When a marriage comes to an end and there are children involved, learning how to effectively raise them with a co-parent can be tough, particularly from the financial perspective. In fact, navigating the shared expenses of raising a child may require co-parents to save up at least $233,610 on average to raise a child until the age of 17, according to recent statistics by the United States Department of Agriculture. With that in mind, here are four smart and conflict-free ways to create a co-parenting budget and save money for your children’s future.
Develop a System
The key to a successful co-parenting system that works for the long haul is to develop a system for dividing expenses and stick to it. The divorce decree can serve as a guide to communicating about shared expenses as it clearly spells out the specific cost responsibilities of each co-parent. It’s crucial that both parents are amicable to each other and feel a part of the decision-making process. Another way is to put all children-related costs on a credit card held in both parents’ names, then split the bill at the end of the month to smooth out the co-parenting process. On the other hand, a 70-30 split is also a popular choice for co-parent budgeting when one parent makes significantly more.
Use a Budgeting App
In this modern and technologically-oriented generation, effective co-parent budgeting doesn’t necessarily require constant meetings and phone calls. In fact, there are dozens of co-parenting apps and tools that will keep all child-related needs in one place. Most of these apps can be used to transfer and track money through their built-in payment solutions. Inputting data into an app that both parties have access to will allow users to keep a record of all communications to minimize emotional conflict. This transparency ensures that accounts are reconciled to avoid miscommunications and leave less room for bickering.
From tax penalties to attorney fees and everything in between, getting a divorce comes with financial costs that can put a strain on one’s finances. When a co-parent is sucked into a financial abyss, writing off bad debt first can make a huge impact on their financial stability. Likewise, having some lifestyle changes and putting a monthly cap on expenses may be needed at this point. While this transition may present many money-related challenges, they can be alleviated through proper budgeting and living below one’s means. It can also be a good idea to find a qualified financial planner that can provide fresh perspectives to make well-informed financial decisions.
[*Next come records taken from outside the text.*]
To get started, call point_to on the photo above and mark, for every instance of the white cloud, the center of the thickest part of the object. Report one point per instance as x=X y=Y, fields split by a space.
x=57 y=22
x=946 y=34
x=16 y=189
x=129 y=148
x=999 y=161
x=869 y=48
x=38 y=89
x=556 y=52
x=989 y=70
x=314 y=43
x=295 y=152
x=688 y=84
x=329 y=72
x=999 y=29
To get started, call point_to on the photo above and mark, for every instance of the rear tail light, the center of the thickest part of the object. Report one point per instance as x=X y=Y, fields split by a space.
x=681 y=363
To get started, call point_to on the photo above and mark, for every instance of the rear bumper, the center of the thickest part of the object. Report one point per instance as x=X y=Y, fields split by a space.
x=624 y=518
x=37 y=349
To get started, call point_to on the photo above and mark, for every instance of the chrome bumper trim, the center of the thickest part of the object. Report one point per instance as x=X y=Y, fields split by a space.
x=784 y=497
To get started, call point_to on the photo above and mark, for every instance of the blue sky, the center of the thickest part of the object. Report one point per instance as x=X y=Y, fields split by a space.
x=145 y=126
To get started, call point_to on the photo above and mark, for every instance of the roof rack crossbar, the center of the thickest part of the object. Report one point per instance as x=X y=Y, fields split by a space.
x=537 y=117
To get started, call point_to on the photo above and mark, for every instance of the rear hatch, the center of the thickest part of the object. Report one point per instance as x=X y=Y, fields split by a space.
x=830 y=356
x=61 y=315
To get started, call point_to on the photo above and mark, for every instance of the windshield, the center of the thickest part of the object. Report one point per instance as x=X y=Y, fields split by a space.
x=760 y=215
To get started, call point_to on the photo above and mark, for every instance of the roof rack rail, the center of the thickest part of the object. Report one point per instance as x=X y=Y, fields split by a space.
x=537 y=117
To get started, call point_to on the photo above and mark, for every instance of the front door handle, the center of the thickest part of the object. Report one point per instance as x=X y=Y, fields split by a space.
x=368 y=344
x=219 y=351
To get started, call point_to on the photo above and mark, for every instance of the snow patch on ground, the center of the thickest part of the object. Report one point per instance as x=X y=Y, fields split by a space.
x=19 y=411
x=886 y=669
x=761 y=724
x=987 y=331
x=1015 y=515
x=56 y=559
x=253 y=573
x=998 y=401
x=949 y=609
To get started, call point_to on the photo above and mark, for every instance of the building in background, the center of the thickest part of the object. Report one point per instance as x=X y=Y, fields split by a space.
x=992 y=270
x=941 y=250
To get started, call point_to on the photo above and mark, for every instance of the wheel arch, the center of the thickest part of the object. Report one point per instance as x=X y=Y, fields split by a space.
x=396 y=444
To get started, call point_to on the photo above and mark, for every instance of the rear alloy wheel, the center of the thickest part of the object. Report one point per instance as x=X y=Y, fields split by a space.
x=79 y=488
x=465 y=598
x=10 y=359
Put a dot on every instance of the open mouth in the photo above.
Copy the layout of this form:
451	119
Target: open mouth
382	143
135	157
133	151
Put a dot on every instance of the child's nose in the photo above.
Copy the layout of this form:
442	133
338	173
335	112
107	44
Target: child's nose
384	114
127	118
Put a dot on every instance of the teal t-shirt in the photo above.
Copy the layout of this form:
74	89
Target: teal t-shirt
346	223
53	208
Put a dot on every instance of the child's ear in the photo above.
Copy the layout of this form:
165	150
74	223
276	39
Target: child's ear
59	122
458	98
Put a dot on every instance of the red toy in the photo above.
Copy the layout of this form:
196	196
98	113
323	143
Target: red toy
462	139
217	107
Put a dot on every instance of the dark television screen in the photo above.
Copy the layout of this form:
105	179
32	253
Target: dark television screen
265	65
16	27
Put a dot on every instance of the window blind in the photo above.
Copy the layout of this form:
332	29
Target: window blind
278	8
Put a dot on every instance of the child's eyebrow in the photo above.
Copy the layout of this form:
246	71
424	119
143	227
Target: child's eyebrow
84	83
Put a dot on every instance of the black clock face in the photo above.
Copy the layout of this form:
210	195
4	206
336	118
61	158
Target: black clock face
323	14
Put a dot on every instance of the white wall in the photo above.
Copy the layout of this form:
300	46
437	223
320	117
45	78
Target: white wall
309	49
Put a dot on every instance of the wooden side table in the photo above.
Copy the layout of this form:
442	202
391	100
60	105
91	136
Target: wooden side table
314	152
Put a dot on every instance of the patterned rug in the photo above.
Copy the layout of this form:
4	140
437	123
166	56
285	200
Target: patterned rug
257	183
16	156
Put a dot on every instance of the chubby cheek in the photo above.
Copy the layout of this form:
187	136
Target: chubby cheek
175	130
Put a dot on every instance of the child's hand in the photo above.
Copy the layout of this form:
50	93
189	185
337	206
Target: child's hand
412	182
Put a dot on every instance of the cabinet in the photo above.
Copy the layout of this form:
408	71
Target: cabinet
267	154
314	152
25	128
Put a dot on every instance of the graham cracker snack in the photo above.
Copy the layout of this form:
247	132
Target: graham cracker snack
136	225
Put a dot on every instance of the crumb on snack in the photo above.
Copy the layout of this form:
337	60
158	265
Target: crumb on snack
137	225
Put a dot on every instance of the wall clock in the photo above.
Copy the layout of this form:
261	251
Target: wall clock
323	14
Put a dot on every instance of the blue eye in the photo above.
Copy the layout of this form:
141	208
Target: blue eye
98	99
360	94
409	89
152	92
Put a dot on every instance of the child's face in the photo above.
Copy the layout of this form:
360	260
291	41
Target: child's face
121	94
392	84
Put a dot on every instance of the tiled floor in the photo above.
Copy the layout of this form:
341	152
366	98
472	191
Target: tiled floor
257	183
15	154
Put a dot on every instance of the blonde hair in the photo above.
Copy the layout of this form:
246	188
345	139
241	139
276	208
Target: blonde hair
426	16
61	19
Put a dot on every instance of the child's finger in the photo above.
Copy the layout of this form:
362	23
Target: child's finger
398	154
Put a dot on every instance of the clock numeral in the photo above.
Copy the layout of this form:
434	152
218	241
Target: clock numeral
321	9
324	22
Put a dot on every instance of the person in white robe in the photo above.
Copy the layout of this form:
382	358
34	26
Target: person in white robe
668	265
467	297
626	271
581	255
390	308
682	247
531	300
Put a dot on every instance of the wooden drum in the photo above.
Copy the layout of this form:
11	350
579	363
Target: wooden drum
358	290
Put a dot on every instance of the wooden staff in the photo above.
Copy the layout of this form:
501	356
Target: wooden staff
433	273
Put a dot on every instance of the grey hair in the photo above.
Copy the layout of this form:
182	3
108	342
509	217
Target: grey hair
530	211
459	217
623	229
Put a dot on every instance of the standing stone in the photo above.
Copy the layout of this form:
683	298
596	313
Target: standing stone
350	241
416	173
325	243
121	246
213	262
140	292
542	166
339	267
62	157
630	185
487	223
Always Put The Children First
One of the best ways to work out financial issues together as co-parents is to always put the children first. Parent separation, in and of itself, can already take a huge toll on the children involved. In fact, it is said that children are barometers of a parent’s emotional well-being, so it will require consistent effort and reassurance to help them navigate their new family situation. Likewise, it is important to start setting money aside for long-term expenses associated with raising children, such as paying for college and buying their first car. Recent studies from Esme have also revealed that kids whose parents prioritize their needs are found to process the divorce better.
With a clear co-parenting budget plan, co-parents can separate emotions and make cost-sharing less stressful. Getting as much laid out upfront in a separation agreement can provide a sense of clarity and make things simpler over time. Beyond budgeting for the kids, it is also important that both parents review their own financial health to make things work for the sake of the children.